I have yo-yo’d between bread, no-bread, bread phases throughout the years depending on what I’m training for. I’ve tried high sugar products on training rides and during races which worked well for me. I’ve tried vegan, vegetarian, and plant based diets.
These changes are usually triggered by a new movie that is coming out talking about health benefits and I go 1000% in because I believe what’s on the tv must be just as real as what’s on the internet. So I change... and drag my sweet, forgiving family with me.
My kids and Jeremy, for that matter, will roll their eyes yet roll (Tide) along with me. The problem is I hate to cook. Hate it. And I hate hate, but I hate cooking more than I hate hate. So that’s when my new “lifestyle change” (we use quotes when we say it in my house) happened.
When I visited my friends, Juliana and Steven in Pensacola this past summer, they were eating keto. Plant and meat based diet. I thought, this I CAN DO! She was cooking bacon, spinach, eggs (This was my for sure sign bc I have been eating 2 eggs every morning for at least the past 10 years. I know it’s crazy), nuts...all things that I already eat and love. BUT no bread. No sugar. No WINE. No Wine? Wait, I’m not sure I can do that. I have boundaries.
I grew up on a meat based diet so I do love meat but I also know how important veggies and fruits (side note, huge pet peeve of mine is when people say “I’m not eating fruit bc it has too much sugar” then they eat processed sugar free foods that are worse for your body than nature...off my box) are and how of little importance sugar is.
I cut out everything...except wine, of course. I thought, I’ll see if this works even with my wine habit.
We start eating basically the same as we were without any processed foods. No chips (hard to do when drinking margaritas) No tacos. No tortillas. No fries. No popcorn. No bun with my burger. No more bread and butter. No more toast and jam. No more...you get the idea. I don’t even like jam.

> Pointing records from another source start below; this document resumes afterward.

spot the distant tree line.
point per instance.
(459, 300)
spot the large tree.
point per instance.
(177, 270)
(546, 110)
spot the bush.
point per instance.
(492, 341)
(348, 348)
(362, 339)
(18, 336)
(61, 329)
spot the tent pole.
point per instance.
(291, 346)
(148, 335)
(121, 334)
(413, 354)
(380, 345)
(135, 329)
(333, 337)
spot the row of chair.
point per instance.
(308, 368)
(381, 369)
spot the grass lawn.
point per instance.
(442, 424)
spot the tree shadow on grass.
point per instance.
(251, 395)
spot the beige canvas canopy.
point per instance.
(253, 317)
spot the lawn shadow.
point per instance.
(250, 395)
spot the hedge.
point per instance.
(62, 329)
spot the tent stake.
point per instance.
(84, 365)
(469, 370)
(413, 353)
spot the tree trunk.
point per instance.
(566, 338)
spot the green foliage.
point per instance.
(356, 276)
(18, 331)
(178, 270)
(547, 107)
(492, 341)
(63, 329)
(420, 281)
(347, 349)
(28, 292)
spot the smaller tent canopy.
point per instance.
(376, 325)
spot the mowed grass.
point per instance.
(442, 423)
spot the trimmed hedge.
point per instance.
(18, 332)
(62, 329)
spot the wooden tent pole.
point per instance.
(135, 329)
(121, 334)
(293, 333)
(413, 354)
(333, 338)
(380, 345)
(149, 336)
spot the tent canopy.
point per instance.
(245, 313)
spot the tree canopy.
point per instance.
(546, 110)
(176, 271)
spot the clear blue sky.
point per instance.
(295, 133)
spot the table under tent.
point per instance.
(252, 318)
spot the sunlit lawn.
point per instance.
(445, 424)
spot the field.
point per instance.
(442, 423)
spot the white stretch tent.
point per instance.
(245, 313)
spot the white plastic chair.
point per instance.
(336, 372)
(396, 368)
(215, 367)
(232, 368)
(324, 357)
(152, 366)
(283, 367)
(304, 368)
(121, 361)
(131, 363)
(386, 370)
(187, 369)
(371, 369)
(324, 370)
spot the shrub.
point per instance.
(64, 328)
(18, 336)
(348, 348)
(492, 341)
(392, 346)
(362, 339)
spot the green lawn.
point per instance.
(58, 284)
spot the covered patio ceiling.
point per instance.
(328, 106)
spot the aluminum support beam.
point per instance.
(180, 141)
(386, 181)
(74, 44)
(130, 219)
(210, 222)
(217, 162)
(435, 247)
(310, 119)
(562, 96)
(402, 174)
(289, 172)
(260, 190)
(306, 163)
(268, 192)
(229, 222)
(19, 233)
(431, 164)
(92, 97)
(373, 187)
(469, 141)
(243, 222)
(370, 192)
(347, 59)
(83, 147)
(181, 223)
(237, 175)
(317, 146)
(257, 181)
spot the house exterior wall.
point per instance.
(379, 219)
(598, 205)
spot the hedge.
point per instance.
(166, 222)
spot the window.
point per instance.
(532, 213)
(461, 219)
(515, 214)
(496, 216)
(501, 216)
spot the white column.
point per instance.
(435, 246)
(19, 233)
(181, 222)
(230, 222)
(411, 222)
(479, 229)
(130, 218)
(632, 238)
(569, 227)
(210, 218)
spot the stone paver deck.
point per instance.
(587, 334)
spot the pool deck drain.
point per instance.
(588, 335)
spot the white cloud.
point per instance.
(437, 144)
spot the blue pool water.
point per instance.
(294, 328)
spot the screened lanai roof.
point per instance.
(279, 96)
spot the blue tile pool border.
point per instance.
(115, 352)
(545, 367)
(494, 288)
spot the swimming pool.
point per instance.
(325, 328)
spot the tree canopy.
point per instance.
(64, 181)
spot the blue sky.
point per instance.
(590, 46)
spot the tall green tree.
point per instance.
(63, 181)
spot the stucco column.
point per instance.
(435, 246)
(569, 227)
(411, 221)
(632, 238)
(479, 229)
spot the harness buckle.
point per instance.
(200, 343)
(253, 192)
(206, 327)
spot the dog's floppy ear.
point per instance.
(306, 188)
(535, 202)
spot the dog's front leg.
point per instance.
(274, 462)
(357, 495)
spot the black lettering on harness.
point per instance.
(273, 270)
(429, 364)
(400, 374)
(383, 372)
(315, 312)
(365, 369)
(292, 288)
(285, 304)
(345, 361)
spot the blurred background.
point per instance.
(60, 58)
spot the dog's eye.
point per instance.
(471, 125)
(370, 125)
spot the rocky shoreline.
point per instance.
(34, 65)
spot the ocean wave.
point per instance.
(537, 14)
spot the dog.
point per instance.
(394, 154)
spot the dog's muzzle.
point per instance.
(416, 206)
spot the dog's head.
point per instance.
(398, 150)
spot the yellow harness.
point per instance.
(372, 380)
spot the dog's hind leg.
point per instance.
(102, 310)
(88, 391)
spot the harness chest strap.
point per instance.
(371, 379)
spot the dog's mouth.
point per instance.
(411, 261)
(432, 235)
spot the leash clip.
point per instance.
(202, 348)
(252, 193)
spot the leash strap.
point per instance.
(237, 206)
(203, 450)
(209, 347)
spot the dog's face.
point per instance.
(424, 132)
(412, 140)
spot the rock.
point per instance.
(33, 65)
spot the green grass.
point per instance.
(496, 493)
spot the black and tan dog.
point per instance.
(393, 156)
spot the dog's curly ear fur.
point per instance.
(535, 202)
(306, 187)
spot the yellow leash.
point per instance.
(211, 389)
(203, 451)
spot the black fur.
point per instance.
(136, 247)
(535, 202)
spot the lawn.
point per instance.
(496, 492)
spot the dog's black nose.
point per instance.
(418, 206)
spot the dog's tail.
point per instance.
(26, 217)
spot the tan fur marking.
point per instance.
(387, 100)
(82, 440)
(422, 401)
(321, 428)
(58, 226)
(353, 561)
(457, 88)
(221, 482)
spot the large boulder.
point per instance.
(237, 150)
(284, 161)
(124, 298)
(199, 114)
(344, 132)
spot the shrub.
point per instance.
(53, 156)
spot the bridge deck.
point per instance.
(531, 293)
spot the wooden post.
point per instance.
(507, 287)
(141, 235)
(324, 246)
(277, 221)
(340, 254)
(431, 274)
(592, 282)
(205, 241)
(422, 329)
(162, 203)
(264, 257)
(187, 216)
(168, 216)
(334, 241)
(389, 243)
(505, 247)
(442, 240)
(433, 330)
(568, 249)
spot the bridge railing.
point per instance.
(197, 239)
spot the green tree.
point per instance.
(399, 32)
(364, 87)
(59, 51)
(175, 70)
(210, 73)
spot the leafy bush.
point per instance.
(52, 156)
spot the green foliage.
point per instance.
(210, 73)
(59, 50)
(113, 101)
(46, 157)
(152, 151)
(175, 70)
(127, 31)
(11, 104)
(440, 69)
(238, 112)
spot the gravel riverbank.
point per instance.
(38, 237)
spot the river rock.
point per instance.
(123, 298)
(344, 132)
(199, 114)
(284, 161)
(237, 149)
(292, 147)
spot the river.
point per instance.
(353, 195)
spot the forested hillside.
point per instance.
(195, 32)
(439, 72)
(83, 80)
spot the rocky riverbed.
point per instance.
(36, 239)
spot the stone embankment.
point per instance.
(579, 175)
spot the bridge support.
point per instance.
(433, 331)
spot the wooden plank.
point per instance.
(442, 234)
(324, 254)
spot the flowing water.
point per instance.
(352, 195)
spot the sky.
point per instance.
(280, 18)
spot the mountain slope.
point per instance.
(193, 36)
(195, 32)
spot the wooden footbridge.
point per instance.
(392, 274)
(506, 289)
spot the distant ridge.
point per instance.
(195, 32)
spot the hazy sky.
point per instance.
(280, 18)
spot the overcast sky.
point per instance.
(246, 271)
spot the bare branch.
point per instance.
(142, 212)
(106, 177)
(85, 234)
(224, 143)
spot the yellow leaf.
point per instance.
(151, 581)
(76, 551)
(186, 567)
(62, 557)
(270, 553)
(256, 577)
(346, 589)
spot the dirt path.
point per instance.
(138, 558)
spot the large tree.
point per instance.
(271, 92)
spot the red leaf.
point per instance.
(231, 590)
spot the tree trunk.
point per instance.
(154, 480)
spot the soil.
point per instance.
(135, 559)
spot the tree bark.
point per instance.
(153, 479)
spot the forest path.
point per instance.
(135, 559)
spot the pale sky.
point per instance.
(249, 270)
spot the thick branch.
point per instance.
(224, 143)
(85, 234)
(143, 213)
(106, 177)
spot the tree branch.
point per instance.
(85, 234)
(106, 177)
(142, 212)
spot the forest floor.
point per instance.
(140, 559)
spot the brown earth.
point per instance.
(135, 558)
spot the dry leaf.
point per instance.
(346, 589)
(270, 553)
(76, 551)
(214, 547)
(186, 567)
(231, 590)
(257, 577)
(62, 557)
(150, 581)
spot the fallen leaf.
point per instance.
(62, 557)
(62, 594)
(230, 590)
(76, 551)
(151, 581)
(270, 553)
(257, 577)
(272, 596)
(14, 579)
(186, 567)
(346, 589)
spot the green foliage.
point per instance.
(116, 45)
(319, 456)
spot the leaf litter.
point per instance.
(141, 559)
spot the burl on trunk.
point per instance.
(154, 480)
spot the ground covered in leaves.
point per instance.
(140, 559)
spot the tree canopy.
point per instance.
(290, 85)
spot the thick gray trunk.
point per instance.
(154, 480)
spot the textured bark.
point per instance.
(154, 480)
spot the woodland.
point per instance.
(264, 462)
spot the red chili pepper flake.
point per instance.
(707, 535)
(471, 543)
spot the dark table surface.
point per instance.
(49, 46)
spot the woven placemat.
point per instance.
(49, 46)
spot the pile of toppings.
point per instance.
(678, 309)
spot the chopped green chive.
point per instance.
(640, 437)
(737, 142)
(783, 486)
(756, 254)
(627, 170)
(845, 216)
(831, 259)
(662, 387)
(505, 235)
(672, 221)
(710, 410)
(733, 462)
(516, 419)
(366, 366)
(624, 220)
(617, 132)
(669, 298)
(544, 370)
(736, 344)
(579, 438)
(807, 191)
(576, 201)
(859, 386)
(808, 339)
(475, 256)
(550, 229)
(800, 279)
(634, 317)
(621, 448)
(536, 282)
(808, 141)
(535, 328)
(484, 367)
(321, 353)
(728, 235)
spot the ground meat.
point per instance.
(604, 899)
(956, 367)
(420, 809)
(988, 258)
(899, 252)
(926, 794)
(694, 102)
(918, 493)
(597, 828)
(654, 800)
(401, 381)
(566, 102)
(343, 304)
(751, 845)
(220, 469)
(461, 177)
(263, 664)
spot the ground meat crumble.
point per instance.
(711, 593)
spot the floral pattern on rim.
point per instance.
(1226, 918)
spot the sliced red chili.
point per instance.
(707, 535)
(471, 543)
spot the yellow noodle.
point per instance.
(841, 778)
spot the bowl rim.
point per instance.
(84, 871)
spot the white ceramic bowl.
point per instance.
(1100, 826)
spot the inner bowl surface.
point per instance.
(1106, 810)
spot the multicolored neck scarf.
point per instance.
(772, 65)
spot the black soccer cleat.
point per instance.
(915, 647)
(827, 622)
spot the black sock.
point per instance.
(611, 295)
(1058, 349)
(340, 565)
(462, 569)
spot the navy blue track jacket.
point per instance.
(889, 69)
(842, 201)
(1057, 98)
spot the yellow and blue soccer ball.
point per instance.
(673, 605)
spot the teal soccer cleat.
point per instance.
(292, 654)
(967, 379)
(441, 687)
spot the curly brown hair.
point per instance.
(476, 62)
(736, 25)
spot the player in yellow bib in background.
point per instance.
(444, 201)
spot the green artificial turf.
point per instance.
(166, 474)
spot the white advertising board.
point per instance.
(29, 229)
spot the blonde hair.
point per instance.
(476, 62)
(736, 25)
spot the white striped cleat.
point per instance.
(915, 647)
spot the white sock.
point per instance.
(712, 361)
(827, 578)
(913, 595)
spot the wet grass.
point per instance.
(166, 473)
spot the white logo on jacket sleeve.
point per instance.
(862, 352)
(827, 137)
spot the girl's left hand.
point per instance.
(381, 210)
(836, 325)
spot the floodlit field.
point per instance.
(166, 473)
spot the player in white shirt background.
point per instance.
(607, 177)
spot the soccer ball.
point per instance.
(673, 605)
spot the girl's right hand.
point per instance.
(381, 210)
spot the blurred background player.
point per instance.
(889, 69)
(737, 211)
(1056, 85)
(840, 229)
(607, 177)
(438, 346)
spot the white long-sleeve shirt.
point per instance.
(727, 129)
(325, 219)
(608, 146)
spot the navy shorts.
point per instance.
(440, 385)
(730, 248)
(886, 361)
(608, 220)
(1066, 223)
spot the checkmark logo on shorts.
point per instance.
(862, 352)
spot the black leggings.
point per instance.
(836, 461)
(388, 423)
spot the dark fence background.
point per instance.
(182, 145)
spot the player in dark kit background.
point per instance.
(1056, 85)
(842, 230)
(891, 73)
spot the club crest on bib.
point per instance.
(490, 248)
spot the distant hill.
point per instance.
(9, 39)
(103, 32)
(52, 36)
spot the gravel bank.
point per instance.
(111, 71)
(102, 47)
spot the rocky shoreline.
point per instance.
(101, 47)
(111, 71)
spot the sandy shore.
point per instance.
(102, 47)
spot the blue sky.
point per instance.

So we were 100000% in. Then...I get on the bike. The bike that I had worked sooo hard to improve. The bike that I loved to be on.
And the bike...that now I hate. And you know how I feel about hate.
I felt sluggish. More than sluggish. Weak, irritable and frustrated. Not hitting power numbers set after set for over a month. Over a month. Seriously. What is happening. I have IMFL in 6 weeks. I’ll never be back to where I was.
Detox was happening. Sugar detox. Time was what it was going to take to get me passed this stage.
Who has time? Not me. I have a family and work and training numbers to hit. I can’t wait. I should eat sugar, bread, Oreos. Yes, Oreos. This isn’t working.
But I fought that urge. Mentally I had to buy into it. I had to let go of the present and look toward the future. My logical brain told me this was right. This is best. So I fought. And slowly I recovered quicker, got stronger, less irritable, well, less ups and downs AND I was losing weight.
Here’s the deal. I NEVER use a scale. It’s in my garage just so I don’t ever step on it. My logical, very logical brain says the numbers don’t matter and honestly they don’t. My dad says we have “big bones” and muscles scientifically weigh more than fat so what matters to me is how my clothes fit. I don’t buy clothes. I’m not a shopper. I hate cooking and shopping equally. This “lifestyle change” is now increasing the lifespan of my clothes. And that to me is pure bonus without effort.
Now, I realize every body’s metabolism is different. I know logically and realistically this might not work for everyone but this HAS worked for me. There’s definitely times I’ve fallen off. Eaten sugar and lots of it, but coming back is a mind set.
I have to remind myself of what’s important. My health. My training (Which keeps my mental health in check) and most importantly my family. I am happiest when I am healthy and my family is happiest when we are all healthy. Love. Health. Happiness.